Adapted from our Message Boards, where members can ask questions and get answers. Practicing landlords and service providers answer questions, and we combine the best answers into one here.
Q: My tenant died in the apartment. There are no residents left but the estate’s belongings remain. Now what?
This is terrible! No landlord is fully equipped to deal with this until after going through it.
Call the police and calmly explain what you have discovered. They will come, pronounce the tenant dead, and help you arrange to contact a coroner and next-of-kin.
Odds are good the police won’t know the next-of-kin. This is why we recommend you always collect “emergency contact” information for every new tenant.
Change the locks to secure the unit. There may be a friend or family member with a key, but they are not automatically authorized to gain access to the estate or the unit.

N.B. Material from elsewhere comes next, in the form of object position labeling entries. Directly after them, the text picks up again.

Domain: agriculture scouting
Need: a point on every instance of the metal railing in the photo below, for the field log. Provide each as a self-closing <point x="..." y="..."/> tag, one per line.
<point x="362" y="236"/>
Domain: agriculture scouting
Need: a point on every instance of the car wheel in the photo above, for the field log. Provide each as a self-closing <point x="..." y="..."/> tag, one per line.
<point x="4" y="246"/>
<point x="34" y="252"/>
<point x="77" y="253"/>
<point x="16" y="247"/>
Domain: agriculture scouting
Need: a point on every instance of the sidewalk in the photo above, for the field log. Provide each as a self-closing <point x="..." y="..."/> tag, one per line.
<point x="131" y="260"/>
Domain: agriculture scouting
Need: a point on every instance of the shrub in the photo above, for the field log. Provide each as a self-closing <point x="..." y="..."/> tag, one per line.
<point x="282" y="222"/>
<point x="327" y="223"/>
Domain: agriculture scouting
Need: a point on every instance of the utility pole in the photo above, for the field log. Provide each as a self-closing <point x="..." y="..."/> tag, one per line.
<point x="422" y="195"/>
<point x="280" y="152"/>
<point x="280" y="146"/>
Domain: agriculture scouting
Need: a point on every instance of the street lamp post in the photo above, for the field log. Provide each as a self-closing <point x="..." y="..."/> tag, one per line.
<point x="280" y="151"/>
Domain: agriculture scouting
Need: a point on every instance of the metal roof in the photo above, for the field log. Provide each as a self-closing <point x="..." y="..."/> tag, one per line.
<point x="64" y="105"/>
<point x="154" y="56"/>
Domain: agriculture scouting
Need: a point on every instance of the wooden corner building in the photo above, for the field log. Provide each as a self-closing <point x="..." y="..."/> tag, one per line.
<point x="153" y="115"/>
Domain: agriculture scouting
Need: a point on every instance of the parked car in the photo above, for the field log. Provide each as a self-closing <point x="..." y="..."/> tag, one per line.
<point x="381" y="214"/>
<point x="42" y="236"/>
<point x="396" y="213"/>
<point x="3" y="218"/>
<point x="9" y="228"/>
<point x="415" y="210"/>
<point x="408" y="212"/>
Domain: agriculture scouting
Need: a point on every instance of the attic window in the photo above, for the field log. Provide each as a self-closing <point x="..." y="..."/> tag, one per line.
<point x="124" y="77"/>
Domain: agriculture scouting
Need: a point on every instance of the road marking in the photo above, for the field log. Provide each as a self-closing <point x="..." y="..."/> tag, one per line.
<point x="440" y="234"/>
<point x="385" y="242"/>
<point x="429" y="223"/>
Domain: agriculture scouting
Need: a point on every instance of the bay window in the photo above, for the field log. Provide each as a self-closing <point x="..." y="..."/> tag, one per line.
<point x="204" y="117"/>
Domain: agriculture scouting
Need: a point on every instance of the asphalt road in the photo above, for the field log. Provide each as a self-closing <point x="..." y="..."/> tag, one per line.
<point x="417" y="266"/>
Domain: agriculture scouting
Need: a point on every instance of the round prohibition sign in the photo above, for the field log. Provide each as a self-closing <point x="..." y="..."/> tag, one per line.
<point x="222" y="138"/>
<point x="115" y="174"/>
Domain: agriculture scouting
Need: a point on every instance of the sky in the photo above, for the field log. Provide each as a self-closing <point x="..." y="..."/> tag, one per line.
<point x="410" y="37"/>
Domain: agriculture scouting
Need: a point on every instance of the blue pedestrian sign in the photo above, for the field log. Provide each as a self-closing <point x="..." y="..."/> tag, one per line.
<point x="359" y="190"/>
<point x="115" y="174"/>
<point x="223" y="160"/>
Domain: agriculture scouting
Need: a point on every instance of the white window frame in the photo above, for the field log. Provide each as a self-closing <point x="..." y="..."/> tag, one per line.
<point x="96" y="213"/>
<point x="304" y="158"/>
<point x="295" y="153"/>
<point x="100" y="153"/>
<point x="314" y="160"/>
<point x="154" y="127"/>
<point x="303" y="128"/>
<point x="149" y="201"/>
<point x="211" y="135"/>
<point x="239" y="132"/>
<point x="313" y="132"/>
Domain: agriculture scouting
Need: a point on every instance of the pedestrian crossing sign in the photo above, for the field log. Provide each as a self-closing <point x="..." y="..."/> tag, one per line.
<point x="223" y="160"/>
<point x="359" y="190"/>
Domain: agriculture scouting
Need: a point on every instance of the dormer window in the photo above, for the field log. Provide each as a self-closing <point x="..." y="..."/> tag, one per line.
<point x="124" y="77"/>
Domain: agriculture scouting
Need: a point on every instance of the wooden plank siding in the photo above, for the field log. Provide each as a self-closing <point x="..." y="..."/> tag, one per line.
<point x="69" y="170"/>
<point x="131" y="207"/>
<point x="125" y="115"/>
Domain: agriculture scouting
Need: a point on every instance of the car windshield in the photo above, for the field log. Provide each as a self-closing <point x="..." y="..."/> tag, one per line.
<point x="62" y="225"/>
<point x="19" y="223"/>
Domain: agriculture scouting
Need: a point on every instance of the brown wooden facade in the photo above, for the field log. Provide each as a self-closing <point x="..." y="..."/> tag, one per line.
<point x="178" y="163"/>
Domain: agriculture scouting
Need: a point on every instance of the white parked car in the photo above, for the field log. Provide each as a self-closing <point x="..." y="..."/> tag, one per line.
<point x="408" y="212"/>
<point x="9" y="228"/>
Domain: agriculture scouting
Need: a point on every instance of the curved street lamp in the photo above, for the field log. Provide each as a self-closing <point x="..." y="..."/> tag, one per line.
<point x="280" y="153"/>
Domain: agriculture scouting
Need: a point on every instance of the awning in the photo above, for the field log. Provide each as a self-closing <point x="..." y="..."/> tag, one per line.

Ideally, the next-of-kin will go to court and get certified. This is bullet-proof evidence that they have legal authority to act on behalf of the estate. It saves you from giving the belongings to the estranged ex-wife when really the son is the legal representative.
If there are no next-of-kin, you can get a public administrator for the estate. Either way requires someone to go to probate court.
If you have a certified next-of-kin, negotiate with them to move-and-store the estate’s belongings. You can hire a bonded and insured mover the same way you would for an eviction. You want someone else to assert that they have collected every scrap (uncashed checks, stock certificates, the will, etc.) and every valuable. Make sure the agreement with the next-of-kin states that you will bill the estate for the cost of moving and storage.
If you are unwilling or unable to go to probate court, and cannot find any next-of-kin, follow the Massachusetts abandoned property process. Never take any of the possessions for yourself or your staff.